Prime Minister Pushpa Kamal Dahal is visiting China now because he wants to avoid the OBOR Summit being held in Beijing in May
Photo Courtesy: Press Information Bureau (India)
By Biswas Baral

Prime Minister Pushpa Kamal Dahal is visiting China now because he wants to avoid the OBOR Summit being held in Beijing in May

When Chang Wanquan, China’s Minister of Defense, comes to Kathmandu next week to garner support for President Xi Jinping’s signature One-Belt-One-Road (OBOR) initiative, he is likely to return home empty-handed. The government of Pushpa Kamal Dahal is in no mood to sign up to OBOR, not yet. 



Prime Minister Dahal will still visit China, right after the end of Chang Wanquan’s Nepal trip, for he wants to avoid the OBOR Summit being held in Beijing in May. If Dahal is in Beijing specifically for the OBOR summit, it will be hard for him to reject Chinese request for his signature on the OBOR dotted line. But if he goes now, purportedly to attend the annual Boao conference in China’s Hainan province, with so many other heads of state present at the time in China, Dahal reckons he will be under less pressure to agree to the OBOR proposal. 



By going to China now he will also be able to deflect the criticism of his government which stands accused of tilting a little too much towards India, an unpopular position after the 2015 border blockade. Moreover, while Dahal is in China, he hopes to make progress on trade and transport agreements KP Oli had signed with China and thereby steal a little of Oli’s nationalist thunder. If he can convince President Xi to come visit Nepal, even better.   

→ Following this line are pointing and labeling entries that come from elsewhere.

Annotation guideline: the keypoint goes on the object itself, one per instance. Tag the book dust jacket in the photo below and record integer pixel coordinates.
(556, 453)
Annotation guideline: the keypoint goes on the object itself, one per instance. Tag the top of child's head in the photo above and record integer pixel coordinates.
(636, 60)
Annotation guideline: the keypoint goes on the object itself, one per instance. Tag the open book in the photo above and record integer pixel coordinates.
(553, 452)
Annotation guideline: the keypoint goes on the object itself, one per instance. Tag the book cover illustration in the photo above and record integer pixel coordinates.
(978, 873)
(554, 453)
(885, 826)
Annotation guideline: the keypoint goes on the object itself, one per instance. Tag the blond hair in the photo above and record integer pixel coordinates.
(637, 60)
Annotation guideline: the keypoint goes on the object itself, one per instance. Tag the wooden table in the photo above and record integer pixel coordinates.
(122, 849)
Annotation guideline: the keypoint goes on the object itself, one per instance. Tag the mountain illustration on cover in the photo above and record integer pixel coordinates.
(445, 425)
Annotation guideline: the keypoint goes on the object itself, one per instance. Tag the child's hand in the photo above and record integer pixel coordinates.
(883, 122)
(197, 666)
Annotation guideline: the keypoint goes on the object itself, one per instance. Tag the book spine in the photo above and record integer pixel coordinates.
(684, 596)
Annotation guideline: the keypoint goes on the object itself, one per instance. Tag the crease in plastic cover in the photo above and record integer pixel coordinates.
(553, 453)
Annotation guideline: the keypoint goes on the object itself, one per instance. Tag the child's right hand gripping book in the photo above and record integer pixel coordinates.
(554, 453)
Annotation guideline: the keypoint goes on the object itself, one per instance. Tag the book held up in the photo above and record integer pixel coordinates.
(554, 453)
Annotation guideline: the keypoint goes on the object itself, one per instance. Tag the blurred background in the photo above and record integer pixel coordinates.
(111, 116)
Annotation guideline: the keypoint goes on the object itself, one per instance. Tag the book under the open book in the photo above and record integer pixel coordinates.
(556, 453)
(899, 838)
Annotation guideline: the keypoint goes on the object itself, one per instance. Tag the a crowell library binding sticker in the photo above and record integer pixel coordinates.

It is no secret that Dahal, who replaced Oli as prime minister, came to power partly with India’s support. India was unhappy with Oli, who was showing no inclination to amend the constitution to the liking of Madheshi forces.



More than that, it was his professed desire to ‘balance’ India by inching closer to China which turned Oli, once India’s point-man in Kathmandu, into its bête noir in Nepal. 



By contrast, Dahal is today seen as more attuned to Indian interests. One of the promises he made to Indians when he became prime minister for the second time in August 2016 was that he would not try to get too close to the Chinese. This is why Dahal as prime minister has already visited India twice but China not even once. This is why his foreign minister has gone to New Delhi five times but refused to fly to Beijing. Again, the understanding is that if a high-level Nepali delegation goes on a bilateral visit to China, it will be expected to sign up for the belt and road initiative. 


Indian Accent

Foreign Minister Prakash Sharan Mahat has repeatedly urged the Chinese, who are apparently putting pressure on Nepali government to enlist in OBOR, to understand Nepal’s geopolitical complexities. Mahat was giving voice to Indian concerns over the initiative. Crucially, Sher Bahadur Deuba, Mahat’s party boss, and the prime minister-in-waiting, is even more sensitive to Indian pressure tactics than Dahal.  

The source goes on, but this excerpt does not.